You don’t have an opinion on everything, or at least not an opinion you think needs to be shared with everyone.

But somehow, you’re wondering if you’re a squish for plodding along with social distancing and masks, or if you are insufficiently attuned to social justice because you aren’t sure the nation is a racist nightmare.

You’d like to think that reading old books, reading commentaries, and reading your Greek and Hebrew are still the most important things you can read each week. But it doesn’t feel like that. It feels like being up on the news is more important than being up on the mountain with God.

You’d like to think, even in the midst of COVID, that the old paths are still the right paths, that the ordinary means of grace are still the right means of grace. But that’s not what you’re hearing. Experts are saying we can’t go back to the way ministry was before. Once the pandemic passes, we have to start over and rethink everything.

What is a pastor to do?

If a few pastors have the time and the calling to speak into the pressing cultural issues of our day with courageous grace and winsome truth, go for it. We will rise up and call you blessed. But most pastors are not short on things they need to do. Don’t neglect what the Bible says about good shepherds: they feed, they guide, they protect, they preserve.

It’s tempting to think, Nothing prepared me for this. Perhaps. But don’t lose sight of what you were prepared to do. Don’t think that preaching the whole counsel of God is not prophetic. Don’t think that caring for the least of these in your congregation is not doing justice. Don’t think that being faithful in all the mundane messiness of your church and family is not real Christian discipleship.

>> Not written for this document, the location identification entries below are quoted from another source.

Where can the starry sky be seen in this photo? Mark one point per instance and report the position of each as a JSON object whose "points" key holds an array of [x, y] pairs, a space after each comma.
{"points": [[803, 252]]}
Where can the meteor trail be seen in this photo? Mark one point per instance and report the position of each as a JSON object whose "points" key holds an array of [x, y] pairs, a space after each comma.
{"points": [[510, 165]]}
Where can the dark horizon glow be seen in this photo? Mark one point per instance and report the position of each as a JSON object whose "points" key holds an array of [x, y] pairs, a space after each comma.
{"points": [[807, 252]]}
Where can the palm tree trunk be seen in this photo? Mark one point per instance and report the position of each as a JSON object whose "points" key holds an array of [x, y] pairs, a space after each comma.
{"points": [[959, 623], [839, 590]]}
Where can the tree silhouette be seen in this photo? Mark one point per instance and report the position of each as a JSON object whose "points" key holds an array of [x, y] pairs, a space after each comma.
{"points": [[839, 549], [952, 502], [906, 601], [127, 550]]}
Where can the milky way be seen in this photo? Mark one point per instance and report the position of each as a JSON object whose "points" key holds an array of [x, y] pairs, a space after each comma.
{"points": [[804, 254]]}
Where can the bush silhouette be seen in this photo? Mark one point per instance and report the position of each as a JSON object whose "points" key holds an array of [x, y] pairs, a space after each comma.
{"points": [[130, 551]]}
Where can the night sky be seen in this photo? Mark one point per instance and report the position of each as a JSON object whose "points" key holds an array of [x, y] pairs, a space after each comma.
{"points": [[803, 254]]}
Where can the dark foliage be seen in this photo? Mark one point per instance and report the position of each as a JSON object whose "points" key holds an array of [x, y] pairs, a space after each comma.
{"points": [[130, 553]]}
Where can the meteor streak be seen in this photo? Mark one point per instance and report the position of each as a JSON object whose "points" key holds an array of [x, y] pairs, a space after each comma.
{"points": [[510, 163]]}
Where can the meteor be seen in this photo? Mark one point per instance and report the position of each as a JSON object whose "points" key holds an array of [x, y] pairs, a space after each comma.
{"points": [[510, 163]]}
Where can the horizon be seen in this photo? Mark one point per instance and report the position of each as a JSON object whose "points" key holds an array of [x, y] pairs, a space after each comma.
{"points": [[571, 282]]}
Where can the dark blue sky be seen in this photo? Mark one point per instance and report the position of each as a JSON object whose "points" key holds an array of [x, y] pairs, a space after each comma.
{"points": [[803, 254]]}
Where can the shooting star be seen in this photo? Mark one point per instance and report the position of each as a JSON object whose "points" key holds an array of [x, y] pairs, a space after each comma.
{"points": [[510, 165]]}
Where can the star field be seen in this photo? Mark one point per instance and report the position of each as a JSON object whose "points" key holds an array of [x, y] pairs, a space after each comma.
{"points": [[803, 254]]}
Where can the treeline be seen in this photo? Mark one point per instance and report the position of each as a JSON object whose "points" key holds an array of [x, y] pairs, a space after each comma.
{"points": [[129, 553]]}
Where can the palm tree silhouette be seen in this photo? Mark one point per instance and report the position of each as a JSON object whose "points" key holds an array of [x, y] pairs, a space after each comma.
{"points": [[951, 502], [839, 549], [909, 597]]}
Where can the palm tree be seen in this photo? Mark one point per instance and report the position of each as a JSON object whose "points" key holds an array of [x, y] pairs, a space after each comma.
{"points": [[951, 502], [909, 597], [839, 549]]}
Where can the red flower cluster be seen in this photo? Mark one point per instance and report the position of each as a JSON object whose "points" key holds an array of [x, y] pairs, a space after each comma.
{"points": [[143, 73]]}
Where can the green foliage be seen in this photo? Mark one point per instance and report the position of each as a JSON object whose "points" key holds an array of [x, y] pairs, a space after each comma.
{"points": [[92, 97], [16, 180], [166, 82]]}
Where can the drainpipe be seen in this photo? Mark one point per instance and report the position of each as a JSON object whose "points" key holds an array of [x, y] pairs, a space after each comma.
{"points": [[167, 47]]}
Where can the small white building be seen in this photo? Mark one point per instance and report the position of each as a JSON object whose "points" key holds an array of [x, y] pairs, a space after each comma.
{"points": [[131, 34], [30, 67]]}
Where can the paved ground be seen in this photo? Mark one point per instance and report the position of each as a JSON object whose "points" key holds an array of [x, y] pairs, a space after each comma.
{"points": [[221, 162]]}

Keep your hand to the plow. Keep praying. Keep preaching. Keep loving people.

Everything is changing, they say. True, it always does. And at the same time, nothing has changed. God is still God. Sin is still the problem. The cross is still the answer. Jesus is still mighty to save.

Head down, chin up, one foot in front of the other. The world is broken, but what’s new about that? The Word still needs to be proclaimed, the darkness still needs the light, and the sheep still need a shepherd.

Don’t give up pastor. You have permission to be the pastor you always wanted to be.